There is a new Bourne movie coming our way, and my wife and I cannot wait. Jason Bourne is one of my favorite action movie heroes for lots of reasons. He is humble. He never quits. He can do just about anything. And he is always the underdog, hopelessly outmatched, but able to find a way through. Aside from the character, the music always great, the acting is top notch, the cinematics are flawless, and the greater story arc pushes the individual movies. They are really great movies.
There is one type of scene which has featured in each of the movies about Jason Bourne, and it ties directly into Christian living: improvised weapons.
You may remember how in the first movie, The Bourne Identity, we all watched in stunned
amazement as Jason Bourne confronts an assassin armed with a knife, and as their fight progresses through the apartment, Bourne finally finds his weapon of choice.
A ball point pen.
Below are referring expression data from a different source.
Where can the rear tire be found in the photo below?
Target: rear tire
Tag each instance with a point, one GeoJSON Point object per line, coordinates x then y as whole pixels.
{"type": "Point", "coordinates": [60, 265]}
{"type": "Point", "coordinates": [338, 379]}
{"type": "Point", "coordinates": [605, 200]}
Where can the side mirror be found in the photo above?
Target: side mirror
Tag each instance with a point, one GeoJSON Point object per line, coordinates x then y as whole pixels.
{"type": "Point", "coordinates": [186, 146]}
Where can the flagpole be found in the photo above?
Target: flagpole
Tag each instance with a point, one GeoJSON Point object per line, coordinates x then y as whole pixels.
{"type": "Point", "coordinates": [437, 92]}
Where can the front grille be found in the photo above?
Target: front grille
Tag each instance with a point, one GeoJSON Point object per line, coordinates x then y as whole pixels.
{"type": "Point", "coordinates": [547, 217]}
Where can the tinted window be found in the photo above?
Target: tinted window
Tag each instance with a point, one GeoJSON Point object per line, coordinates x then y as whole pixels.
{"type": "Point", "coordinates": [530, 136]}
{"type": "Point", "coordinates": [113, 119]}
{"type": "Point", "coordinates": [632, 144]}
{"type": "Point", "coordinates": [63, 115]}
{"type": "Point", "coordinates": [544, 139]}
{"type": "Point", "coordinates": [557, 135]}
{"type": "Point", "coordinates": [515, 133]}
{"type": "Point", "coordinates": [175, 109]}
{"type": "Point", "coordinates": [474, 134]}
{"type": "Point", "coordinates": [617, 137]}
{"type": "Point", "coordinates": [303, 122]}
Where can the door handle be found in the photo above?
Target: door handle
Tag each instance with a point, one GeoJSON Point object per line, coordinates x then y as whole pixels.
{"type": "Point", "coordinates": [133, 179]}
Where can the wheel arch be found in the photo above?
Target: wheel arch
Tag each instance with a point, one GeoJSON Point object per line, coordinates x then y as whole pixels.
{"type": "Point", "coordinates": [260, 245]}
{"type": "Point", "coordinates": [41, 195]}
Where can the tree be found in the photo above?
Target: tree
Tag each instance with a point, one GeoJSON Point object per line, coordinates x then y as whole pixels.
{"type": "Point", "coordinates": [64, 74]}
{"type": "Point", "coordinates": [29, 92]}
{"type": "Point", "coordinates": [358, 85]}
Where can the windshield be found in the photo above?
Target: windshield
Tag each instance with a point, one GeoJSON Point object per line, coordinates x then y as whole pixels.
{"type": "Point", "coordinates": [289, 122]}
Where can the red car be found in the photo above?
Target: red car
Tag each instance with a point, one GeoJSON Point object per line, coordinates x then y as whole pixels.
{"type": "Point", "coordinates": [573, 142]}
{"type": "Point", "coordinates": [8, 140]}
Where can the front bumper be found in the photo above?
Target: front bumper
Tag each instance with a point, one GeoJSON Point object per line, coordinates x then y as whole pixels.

I don’t even write with a ballpoint pen unless I absolutely have to, but Bourne takes on an assassin with one. In the next 15 seconds, Bourne stabs this poor, hopelessly outgunned (outpenned?) assassin who mistakenly brought a knife to a pen fight. Eventually Jason wins the fight, kills the bad guy, and moves on to fight for justice on behalf of misunderstood assassins everywhere.
In the second movie, The Bourne Supremacy, Bourne is framed for a series of very bad, national security threatening type of things, his girlfriend is killed by bad guys, and he has to go to war against the organization that once used his skills as an assassin but are now trying to frame him. In this movie, there is a scene where Bourne confronts another assassin in his home. As is probably the case in most killer-to-killer conversations, the scene progresses from talking to fighting faster than our attention spans can ignore, and Jason finds himself, yet again, facing a knife wielding assassin with no weapon of his own. Not to worry, though, if you’re Jason Bourne – there is a magazine laying nearby. Bourne rolls up this magazine and beats the other guy like a misbehaving puppy. Once again, Bourne goes on to expose the evil miscreants and their inhumanity to the world, and all good people everywhere rejoice.
In the third movie, The Bourne Ultimatum, Jason Bourne finds himself, yet again, on the wrong side of a fight with a team of international assassins (seriously, there are a lot of assassins out there, y’all). New people, new faces, different locations, but same scenario. Some poor professionally trained killer finds himself with nothing but a large metal bludgeon as he fights against an empty-handed Jason Bourne. But as is always the case, he does not stay empty handed for long. Because close at hand is one of the mightiest weapons known to mankind – a book. Now, when most people use a book to mount an offensive, they are doing so with pen in hand, closed in a small cupboard-like office until their thinking has turned into writing. Not so with Bourne. He uses a book more like a hammer, and treats his opponent like a nail that bent the wrong direction – just hit it ’til it’s out of the way.
By now, you know the story, Jason single-handedly dismantles an army of evil men with nothing other than the choice tools of academics across the world.
Those scenes are awesome, because Jason Bourne, with skills and gifts beyond mortal men, takes the normal mundane things in life and turns them into powerful weapons for good.
That is almost exactly how I define missional living for the people in our church, Living Stone Community Church.
We take the normal mundane things of life (e.g. eating, resting, talking, listening, celebrating, etc.) and, with the power of the Holy Spirit, turn them into powerful tools for sharing the gospel of Jesus Christ.
This is not our novel idea. The Apostle Paul got us started down this road when he told Christians that whether they eat or drink, or whatever they do, we should do it all for the glory of God. So when we eat, we invite others to eat with us. That creates an opportunity to share your story, and you will get the chance to hear someone else’s story. When we do fun things with our families, we think about who else can come and do those things with us. When we celebrate good things God has done, we invite others to come celebrate God’s goodness with us. We follow the Jason Bourne school of fighting: we take advantage of the mundane and make it powerful.
Do you have a job? Use it for the good of other people and mission of God. Do you have friends? Live in such a way that they start thanking your God for their relationship with you. Do you have a car? Maybe you should stop inviting people to church, and start offering to pick them up for church. Do you have a house? What if you stopped treating your house as your personal refuge from the world, and started using it as a tool to reach the world?
We weaponize everything in our life to make it serve God’s purpose in restoring the world to Himself.